Bestätigt sich diese Regel, werden bis 2019 weltweit gleich mehrere Immobilienblasen platzen. In der Schweiz droht gemäss UBS diese Gefahr jedoch nicht. Zürich und Genf gehören zwar zu den überbewerteten aber nicht zu den blasen-gefährdeten Städten. Die beiden Schweizer Städte haben gegenüber der letztjährigen Auswertung jedoch die Plätze getauscht.

Während in Zürich die Hauspreise nach einer Abkühlung in den Jahren 2013 und 2014 weiter angezogen haben, hat sich der Immobilienmarkt in Genf abgekühlt. Sowohl für die Limmat- wie für die Rhonestadt stellt die UBS jedoch eine hohe Abhängigkeit von den Zinsen fest.
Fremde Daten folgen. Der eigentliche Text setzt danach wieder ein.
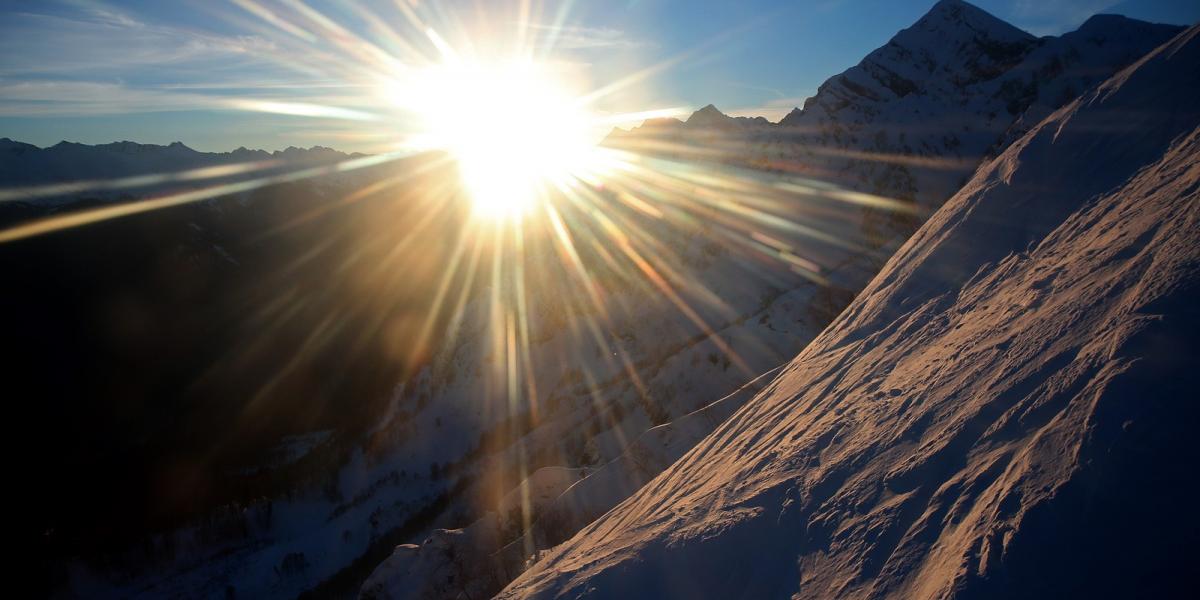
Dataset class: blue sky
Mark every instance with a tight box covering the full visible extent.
[0,0,1200,151]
Sollten demnach die Hypothekarzinsen in diesen zwei Städten stark steigen, drohen auch hier deutliche Preiskorrekturen auf dem Immobilienmarkt.

Zinsen treiben die Preise

Ganz allgemein kommt die Grossbank in ihrer Studie zum Schluss, dass nicht wie bisher angenommen das Wirtschaftswachstum, sondern die Zinsen der entscheidende Preistreiber im Immobilienmarkt sind. Die UBS hat dazu berechnet, wie stark die Zinsen vom ökonomisch nachhaltigen Zinsniveau abweichen. Das Resultat ist, dass in den gleichen Städten, in denen die Abweichung zugunsten der Bauherren besonders gross ist, auch die Immobilienpreise stark ansteigen.
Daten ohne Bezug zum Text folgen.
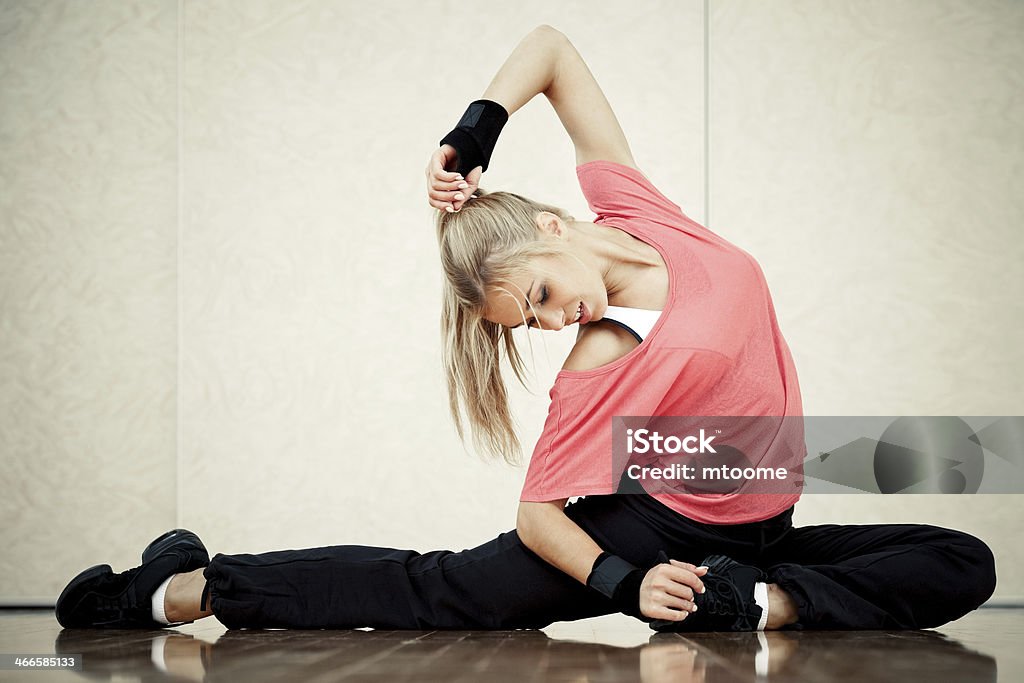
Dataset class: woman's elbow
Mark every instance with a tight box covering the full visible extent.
[529,24,569,45]
[515,503,535,550]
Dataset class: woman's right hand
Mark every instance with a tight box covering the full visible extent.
[426,144,483,212]
[640,560,708,622]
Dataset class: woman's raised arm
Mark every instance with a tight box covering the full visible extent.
[426,26,636,211]
[483,26,635,167]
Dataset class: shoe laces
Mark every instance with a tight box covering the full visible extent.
[93,566,142,621]
[700,573,753,631]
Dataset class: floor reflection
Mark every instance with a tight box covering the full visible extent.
[54,618,996,683]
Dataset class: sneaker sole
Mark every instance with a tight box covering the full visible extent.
[53,564,113,628]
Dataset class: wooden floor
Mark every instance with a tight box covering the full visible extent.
[0,608,1024,683]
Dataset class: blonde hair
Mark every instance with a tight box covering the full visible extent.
[436,189,572,463]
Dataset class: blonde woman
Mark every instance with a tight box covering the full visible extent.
[56,27,995,631]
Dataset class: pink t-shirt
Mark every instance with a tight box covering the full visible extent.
[520,161,806,524]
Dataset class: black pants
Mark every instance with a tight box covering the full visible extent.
[204,495,995,630]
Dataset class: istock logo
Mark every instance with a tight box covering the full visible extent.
[626,429,722,455]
So sind zum Beispiel in München in den letzten fünf Jahren Häuser um 60 Prozent teurer geworden bei Zinsen, die gemäss dieser Berechnung um 4 Prozent zu tief sind. In Mailand dagegen sind die Immobilienpreise seit 2011 um rund 20 Prozent gefallen bei Zinsen, die 3 Prozent über dem nachhaltigen Zinsniveau liegen.

Für Studienautor Matthias Holzhey sind darum vor allem die Notenbanken mit ihrem "Zinsdoping" an den starken Preissteigerungen auf dem Immobilienmarkt schuld. "Hauspreisexzesse sind Nebeneffekte einer zu expansiven Geldpolitik", sagte er an einer Medienkonferenz am Dienstag in Zürich.

Steuern besonders wirksam

Die untersuchten 18 Städte, die gleichzeitig auch grosse Finanzzentren sind, nehmen dabei die Preisexplosion auf ihren Immobilienmärkten nicht einfach hin. Ausnahmslos alle haben Gegenmassnahmen getroffen, die jedoch gemäss UBS nicht alle auch gleich erfolgreich sind.
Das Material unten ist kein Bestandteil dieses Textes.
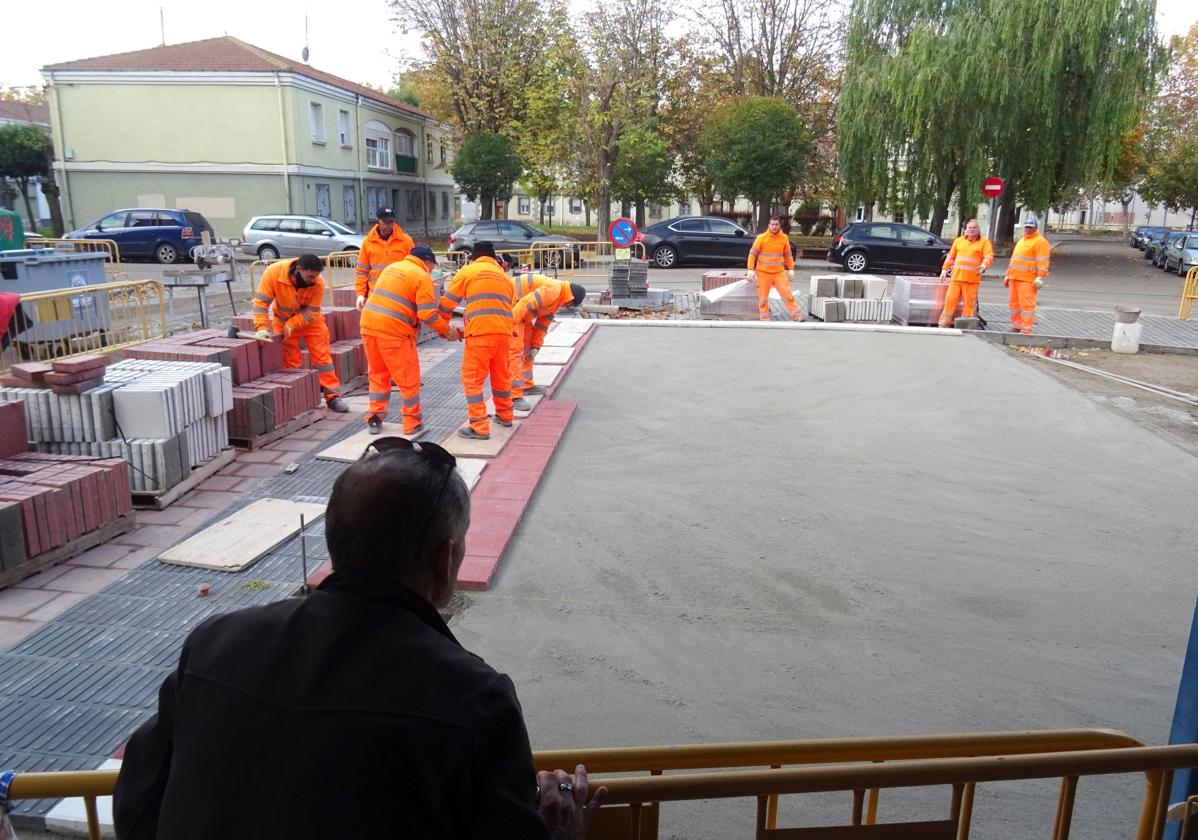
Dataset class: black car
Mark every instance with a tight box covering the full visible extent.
[828,222,949,274]
[641,216,794,268]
Als besonders wirksam erwiesen haben sich laut Holzhey Kreditrestriktionen wie zum Beispiel eine Belehnungsgrenze und Steuern. Ein Beispiel dafür sei der Stadtstaat Singapur, in dem trotz herausragender Lage die Immobilienpreise nicht überhöht seien. Singapur erhebe jedoch beim Immobilienhandel eine Steuer von 15 Prozent auf den Kaufpreis, sagte Holzhey. "Das nimmt sehr viel Fantasie aus dem Markt."

Kaum eine bremsende Wirkung auf die Preise zeigt dagegen die Pflicht zur Amortisation. Im besonders blasenträchtigen Vancouver zum Beispiel müssen Hauskäufer jährlich 2,5 bis 4 Prozent des Bankkredites zurückzahlen.

Dennoch sind die Immobilienpreise explodiert. Allein innerhalb eines Jahres sind die Preise um 22 Prozent gestiegen. Die kanadische Grossstadt hat darauf jetzt jedoch reagiert. Seit August erhebt sie wie Singapur beim Hauskauf von Ausländern eine Steuer von 15 Prozent.

Zinsdoping verliert Wirkung

Seit 2008 sind die Immobilienpreise in den globalen Grossstädten um durchschnittlich 17 Prozent gestiegen, obwohl in diesem Zeitraum die globale Wirtschaft geschrumpft ist. Gemäss Holzhey wird sich jedoch dieses hohe Wachstum im Immobilienmarkt abschwächen.

"Mittelfristig dürfte es in einer Mehrheit der Städte keine weiteren markanten Preisanstiege mehr geben", sagte er. Der Grund dafür sei vor allem, dass weltweit die Zinsen kaum mehr weiter sinken dürften. Das "Zinsdoping" verliere seine Wirkung.